PETALING JAYA: Malaysia’s timber industry is poised for long-term growth amid rising global demand for renewable materials and increased investment in tree plantations.
Member of Parliament for Julau, Sarawak, Datuk Larry Soon said the Malaysian timber industry is poised for a challenging yet promising future beyond 2025.
“With global demand for sustainable and renewable materials on the rise, the timber sector holds significant potential,” he told SunBiz.
Soon said Malaysia’s abundant natural resources, coupled with technological advancements in sustainable forestry practices, position Malaysia as a leading player in the global timber market.
However, he said that navigating geopolitical and economic uncertainties will require resilience and strategic adaptation. “Rising production costs and global trade tensions pose real challenges, but they also present an opportunity for innovation.”
By diversifying export markets and strengthening partnerships, particularly with emerging economies, Soon said, Malaysia can mitigate the risks of over-reliance on traditional markets.
Furthermore, Malaysia’s commitment to sustainability through initiatives such as the Malaysian Timber Certification Scheme will enhance the industry’s competitiveness and align with global trends favouring responsible sourcing, he added.
Soon said the industry must invest in cutting-edge technologies, improve operational efficiencies, and prioritise sustainable practices. “Together with a forward-thinking regulatory framework, Malaysia’s timber sector is well-positioned to thrive in a rapidly evolving global marketplace.”
Malaysian Timber Association president George Yap expressed optimism about the industry’s long-term prospects although acknowledging short-term challenges in 2025.
“The timber industry is on the rise from 2025 onwards. From sunset industry to sunrise,” Yap told SunBiz.
He attributed this growth to the global shift towards renewable materials, with timber being one of the most sustainable options.
Yap highlighted that timber’s circularity is well-established and easily scalable. “At the end of its lifecycle, timber products can be easily recycled and upcycled.”

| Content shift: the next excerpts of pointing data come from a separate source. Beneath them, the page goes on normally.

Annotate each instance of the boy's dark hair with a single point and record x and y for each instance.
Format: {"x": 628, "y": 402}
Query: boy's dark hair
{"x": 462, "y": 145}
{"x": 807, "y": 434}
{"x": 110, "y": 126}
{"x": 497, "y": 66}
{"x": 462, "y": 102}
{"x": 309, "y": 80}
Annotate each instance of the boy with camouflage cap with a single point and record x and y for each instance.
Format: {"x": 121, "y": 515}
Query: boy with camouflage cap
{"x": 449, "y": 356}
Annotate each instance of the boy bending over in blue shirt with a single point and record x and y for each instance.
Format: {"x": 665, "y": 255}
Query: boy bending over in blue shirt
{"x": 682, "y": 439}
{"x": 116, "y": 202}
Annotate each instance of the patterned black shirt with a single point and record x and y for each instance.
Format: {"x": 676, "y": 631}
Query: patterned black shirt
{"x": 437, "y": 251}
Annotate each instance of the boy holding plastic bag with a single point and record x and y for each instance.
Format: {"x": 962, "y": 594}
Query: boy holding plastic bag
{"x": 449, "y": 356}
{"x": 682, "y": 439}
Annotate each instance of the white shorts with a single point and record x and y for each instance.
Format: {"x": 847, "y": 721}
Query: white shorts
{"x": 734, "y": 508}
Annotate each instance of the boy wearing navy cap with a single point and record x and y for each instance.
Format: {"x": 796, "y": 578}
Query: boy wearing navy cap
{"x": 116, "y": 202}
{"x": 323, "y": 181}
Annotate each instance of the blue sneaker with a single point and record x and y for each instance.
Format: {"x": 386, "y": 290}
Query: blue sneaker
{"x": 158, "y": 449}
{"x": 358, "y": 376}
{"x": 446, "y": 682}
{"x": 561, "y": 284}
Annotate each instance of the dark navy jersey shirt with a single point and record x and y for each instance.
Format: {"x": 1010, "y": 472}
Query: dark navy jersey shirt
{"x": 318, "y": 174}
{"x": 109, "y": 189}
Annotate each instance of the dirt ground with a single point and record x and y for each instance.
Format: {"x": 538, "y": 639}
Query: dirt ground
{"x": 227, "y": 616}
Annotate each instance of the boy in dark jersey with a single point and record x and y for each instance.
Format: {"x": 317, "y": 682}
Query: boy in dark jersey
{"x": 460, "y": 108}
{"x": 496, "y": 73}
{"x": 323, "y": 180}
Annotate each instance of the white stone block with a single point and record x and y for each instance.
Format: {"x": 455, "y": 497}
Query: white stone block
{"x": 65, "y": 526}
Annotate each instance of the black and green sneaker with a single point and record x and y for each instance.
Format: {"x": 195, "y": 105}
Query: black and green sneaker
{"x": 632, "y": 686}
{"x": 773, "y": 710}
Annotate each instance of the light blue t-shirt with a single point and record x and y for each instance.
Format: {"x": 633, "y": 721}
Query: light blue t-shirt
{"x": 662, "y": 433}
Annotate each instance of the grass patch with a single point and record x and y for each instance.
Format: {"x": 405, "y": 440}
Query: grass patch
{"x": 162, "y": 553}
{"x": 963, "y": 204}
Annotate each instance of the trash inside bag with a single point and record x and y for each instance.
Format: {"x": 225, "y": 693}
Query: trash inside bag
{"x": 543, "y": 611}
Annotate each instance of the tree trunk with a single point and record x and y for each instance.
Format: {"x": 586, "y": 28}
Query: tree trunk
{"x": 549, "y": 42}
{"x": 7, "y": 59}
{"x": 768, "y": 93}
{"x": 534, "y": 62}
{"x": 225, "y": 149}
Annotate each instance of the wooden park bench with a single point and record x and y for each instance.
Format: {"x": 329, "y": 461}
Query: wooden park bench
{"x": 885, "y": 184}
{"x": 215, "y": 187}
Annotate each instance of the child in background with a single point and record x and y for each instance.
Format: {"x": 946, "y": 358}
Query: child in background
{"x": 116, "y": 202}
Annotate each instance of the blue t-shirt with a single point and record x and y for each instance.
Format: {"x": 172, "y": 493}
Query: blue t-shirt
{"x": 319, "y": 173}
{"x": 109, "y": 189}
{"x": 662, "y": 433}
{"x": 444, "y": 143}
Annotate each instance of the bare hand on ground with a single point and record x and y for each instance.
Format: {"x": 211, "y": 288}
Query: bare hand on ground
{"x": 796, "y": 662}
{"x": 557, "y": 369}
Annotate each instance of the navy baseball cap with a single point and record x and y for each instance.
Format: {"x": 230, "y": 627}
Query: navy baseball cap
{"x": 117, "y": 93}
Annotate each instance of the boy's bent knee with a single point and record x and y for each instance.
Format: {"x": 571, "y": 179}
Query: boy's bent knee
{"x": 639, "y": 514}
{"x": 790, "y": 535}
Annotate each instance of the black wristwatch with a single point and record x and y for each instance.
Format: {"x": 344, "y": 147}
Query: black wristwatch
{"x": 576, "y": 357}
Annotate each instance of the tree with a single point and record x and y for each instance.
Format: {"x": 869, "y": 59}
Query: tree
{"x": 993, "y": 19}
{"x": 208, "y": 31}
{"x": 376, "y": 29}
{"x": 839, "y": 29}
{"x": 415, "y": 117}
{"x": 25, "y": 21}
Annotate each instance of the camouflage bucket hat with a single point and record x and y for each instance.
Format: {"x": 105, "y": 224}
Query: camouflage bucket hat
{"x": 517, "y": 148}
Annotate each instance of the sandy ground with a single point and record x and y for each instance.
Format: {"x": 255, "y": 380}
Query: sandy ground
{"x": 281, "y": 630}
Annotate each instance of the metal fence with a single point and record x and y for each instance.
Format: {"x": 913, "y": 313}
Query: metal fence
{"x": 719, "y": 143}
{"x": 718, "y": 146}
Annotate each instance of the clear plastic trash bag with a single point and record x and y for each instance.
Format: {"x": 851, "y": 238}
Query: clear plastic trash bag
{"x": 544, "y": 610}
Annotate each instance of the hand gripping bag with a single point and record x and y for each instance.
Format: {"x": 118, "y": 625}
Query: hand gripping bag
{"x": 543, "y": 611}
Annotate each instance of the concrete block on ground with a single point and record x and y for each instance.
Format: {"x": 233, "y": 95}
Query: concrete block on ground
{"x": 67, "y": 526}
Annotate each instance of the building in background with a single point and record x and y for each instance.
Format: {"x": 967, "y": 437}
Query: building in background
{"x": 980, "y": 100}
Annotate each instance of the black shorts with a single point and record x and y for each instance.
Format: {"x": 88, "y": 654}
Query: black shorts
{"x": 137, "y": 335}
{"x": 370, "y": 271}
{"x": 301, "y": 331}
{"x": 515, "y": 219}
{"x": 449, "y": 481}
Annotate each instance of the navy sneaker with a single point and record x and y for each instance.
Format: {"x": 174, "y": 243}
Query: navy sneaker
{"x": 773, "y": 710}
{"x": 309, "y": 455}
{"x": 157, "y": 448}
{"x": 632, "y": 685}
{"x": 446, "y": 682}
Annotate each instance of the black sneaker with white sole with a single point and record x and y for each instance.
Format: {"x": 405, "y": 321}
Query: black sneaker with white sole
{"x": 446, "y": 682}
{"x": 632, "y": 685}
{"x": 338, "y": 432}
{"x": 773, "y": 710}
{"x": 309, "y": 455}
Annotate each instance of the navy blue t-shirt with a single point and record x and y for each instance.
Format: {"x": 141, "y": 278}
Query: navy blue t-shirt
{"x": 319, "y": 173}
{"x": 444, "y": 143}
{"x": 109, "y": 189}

Yap said the circularity of timber is much established, and easily scalable.
He noted that tree plantations have become a hot topic, particularly in Malaysia’s timber industry. He said the country is well-positioned for this, benefiting from abundant sunlight, rainfall and fertile soil compared to other nations.
“The value and revenue potential of tree plantations are vast, spanning timber products, paper and pulp, biomass for energy, ESG conservation efforts, and possibly carbon credits.”
On the short-term outlook, Yap pointed to challenges such as China’s housing overbuild, which has weakened demand and led Chinese players to enter the Malaysian market, increasing competition.
“Malaysia’s raw material supply is scarce. That’s why industry players are engaging with policymakers to establish a clear direction for long-term tree plantation development. With a solid policy in place, financial institutions can support the sector with confidence,” he said.
Additionally, Yap said the China-US trade war may push Chinese investors to set up operations in Malaysia. “Malaysian players may face challenges, but overall, Malaysia’s timber trade could see growth in the US market,” he added.
As for the European Union (EU) market, Yap highlighted uncertainties surrounding the European Union Deforestation Regulation (EUDR), which will be enforced by the end of this year.
“In the short term, this will impact Malaysia. However, in the long run, we can overcome it, as Malaysia’s compliance standards are significantly better compared to other timber-producing countries supplying the EU,” he said.
The EUDR, which came into force on June 29, 2023, aims to curb deforestation by regulating imports of commodities such as timber, palm oil, soy and coffee. It replaces the EU Timber Regulation and imposes stricter compliance requirements on businesses exporting to the EU.
Under the new regulation, companies must ensure that their products do not originate from recently deforested land or contribute to forest degradation. Additionally, EU importers will be required to trace commodities back to the specific plot of land where they were produced and comply with laws on land use, labour rights and human rights.
The regulation officially takes effect on Dec 30, 2025, for large and medium-sized companies, while smaller enterprises will have until June 30, 2026, to comply.
This presents a challenge for Malaysia, as it is one of the five largest timber and palm oil exporters to the EU.
If Malaysia is classified as a “high-risk” country under the EUDR, Malaysian timber imports will face stricter due diligence and increased customs checks, particularly affecting exporters from Sarawak.
Despite global challenges, Malaysia’s timber industry saw a 4.9% increase in exports in 2024, reaching RM22.9 billion compared to RM21.85 billion in 2023, according to the Plantation and Commodities Ministry.
Minister Datuk Seri Johari Abdul Ghani highlighted a 33.3% rise in Bumiputera timber exports, which totalled RM44.03 million. However, Bumiputera participation in the sector remains limited, with most businesses classified as small or micro enterprises.
“Bumiputera entrepreneurs contribute less than 1% of Malaysia’s total timber exports. Most companies remain small-scale, facing challenges in expanding their reach,“ he said at the Symposium on Empowering Bumiputera in the Timber Industry.